Ballymaloe Foods is popular beyond Irish shores, too.
“There are five export markets we focus on: UK, The Netherlands, and Germany; Spain and France, but only for food service there. We also sell into Canada, Australia, USA and Dubai – Irish people living in those countries.”
As part of that expansion, it was important to Maxine to distil the company’s values towards its employees: Warmth, High Standards, and Dedication.
“We developed these values with our staff and family working in the [Ballymaloe] businesses. We did sessions with everyone on the three values and what activities in the business they see align to them. We then collated the most reoccurring ones. What we find now is that if someone isn’t enjoying it here, there’s probably a value misalignment somewhere.
It’s hard when you grow, but we have them up everywhere, we bring everyone through it - we try.
Ballymaloe Foods is not just growing in new territories, but also by acquiring another small food brand that aligned well with the values and commitment to using best possible quality ingredients. In 2022, Ballymaloe Foods acquired the Mama Bear brand created by Glanmire-based businesswoman, Loretta Kennedy.
“Loretta sent me an email asking if we’d be interested in buying her company.
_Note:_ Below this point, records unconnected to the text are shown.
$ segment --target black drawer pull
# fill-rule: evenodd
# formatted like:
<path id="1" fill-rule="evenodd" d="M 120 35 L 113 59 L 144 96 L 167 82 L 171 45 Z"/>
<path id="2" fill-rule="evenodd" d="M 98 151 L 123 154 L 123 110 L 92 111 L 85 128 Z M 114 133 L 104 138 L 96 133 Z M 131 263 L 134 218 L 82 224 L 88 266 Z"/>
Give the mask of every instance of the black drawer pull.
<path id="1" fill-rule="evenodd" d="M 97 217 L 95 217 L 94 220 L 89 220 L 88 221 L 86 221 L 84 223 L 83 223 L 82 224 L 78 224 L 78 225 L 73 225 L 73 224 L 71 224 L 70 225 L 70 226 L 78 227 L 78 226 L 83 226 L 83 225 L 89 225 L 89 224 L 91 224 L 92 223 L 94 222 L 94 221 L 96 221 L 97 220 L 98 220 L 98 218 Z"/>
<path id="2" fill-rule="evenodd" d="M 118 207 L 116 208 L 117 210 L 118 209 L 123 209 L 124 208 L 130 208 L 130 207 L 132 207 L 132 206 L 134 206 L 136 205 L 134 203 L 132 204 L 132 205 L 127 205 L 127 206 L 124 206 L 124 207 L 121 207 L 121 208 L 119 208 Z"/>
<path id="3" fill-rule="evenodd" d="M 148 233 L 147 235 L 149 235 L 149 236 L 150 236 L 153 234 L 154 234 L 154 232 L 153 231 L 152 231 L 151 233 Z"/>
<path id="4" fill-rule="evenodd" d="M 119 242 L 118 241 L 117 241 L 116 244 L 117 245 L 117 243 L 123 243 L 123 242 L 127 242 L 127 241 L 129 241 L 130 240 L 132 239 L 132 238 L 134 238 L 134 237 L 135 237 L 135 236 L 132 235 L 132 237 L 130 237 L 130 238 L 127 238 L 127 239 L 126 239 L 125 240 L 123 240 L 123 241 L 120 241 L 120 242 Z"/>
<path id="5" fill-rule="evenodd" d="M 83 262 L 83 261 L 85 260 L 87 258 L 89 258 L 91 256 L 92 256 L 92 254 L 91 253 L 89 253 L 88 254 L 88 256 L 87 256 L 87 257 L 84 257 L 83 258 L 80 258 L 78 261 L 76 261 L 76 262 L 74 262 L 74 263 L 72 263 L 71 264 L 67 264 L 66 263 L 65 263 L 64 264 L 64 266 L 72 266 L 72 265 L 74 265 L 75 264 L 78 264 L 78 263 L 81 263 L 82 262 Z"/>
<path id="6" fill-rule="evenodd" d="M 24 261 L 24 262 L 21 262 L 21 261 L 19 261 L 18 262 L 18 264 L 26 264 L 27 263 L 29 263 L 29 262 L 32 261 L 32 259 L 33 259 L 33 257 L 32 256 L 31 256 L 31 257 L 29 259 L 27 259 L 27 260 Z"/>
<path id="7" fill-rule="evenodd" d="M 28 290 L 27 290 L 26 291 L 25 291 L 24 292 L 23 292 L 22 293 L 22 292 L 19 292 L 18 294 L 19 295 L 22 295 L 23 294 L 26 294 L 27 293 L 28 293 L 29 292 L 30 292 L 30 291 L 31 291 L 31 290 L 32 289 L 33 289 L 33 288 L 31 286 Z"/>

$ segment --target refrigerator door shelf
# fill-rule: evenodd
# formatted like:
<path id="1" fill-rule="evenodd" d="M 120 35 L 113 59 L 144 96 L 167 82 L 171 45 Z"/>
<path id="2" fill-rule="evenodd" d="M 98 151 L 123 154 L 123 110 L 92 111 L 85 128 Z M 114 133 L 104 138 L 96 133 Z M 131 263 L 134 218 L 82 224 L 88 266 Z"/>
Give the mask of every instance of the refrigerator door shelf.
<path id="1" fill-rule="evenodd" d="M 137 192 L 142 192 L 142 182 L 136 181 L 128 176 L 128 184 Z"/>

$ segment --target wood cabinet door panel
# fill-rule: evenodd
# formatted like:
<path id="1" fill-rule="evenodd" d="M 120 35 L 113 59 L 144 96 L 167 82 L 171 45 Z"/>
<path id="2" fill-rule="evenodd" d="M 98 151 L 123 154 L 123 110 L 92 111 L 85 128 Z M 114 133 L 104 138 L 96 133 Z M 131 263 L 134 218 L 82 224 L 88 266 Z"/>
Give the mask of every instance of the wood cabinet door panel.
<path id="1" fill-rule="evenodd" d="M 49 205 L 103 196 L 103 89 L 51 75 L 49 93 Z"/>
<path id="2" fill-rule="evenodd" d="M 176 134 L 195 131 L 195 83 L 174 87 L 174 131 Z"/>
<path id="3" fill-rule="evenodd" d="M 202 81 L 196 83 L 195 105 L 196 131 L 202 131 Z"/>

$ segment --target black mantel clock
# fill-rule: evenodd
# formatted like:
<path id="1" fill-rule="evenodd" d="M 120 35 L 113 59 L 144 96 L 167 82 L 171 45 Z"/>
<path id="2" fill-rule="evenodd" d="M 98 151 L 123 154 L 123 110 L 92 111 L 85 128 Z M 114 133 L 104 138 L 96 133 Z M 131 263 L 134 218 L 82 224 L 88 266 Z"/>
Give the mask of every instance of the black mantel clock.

It piqued our interest; it’s a lovely brand, and myself, my brother, sister, and sister-in-law have all entered parenthood in the last six years. The Mama Bear concept of feeding your children well appealed to us, so we thought, why not branch out into another brand?”
The Ballymaloe ethos has always been about using the best possible ingredients; the kind of real ingredients found in our kitchens. The process of making it follows suit: yes, these are products made in a factory setting but, says Maxine, made in a way that’s close as possible to home cooking.
In one part of the production area, giant steel cooking pots line the wall complete with lids and a spindle that keeps the cooking mixture moving. An employee tips one pot forward, and out comes what Maxine says is the pickling liquor for the beetroots. Soon, the famous relish is cooking away filling the air with a heady mix of tomatoes, spice and sweet vinegar.
My mum designed these pots because they mimic stove-top cooking. It’s expensive, we could be making it in a cheaper way, but it’s how we believe we can maintain the flavour.
“Sometimes, you see a price comparison review usually comparing products that aren’t using good quality Irish produce. It’s hard when you see articles saying buy an own-brand relish because it’s €2 cheaper, but we stick to our values.”
Any food business will tell you it’s been a tough trading year of increasing costs in a cost-of-living crisis, but there is plenty of reason for optimism at Ballymaloe Food – one of which is Christmas!
“Soon, we will be launching our range of Christmas condiments: a Truffle Mayonnaise, Cranberry and Vodka Sauce and, for the first time ever, a Christmas-themed jar of our classic Ballymaloe Relish. We’ll also be working on growing Ballymaloe Relish in the UK.
“We’re now in 800 Tesco stores, up from 320 last year. UK consumers love the relish, so we see great potential there.”
Ballymaloe Foods also gained an Origin Green Gold Award from Bord Bia. Sustainability has never been more important in the food industry, says Maxine, and a doubling down on efforts to reduce waste and water usage, recycling and finding lower carbon packaging solutions are all on the horizon.
It’s all in a day’s work for Maxine. Having learned how to do everything in the family business, including getting stuck into cleaning on the factory floor, a busy mum, and growing one of Ireland’s iconic food brands, what words of wisdom would she give for women coming into the food industry?
“Give it your all at the start of your career. We always say to [intern] students they’ll get back what they put in.
Those that try hard, are helpful, energetic and passionate, we give it back to them in spades.
“Most of all, work for businesses and managers that align with your values."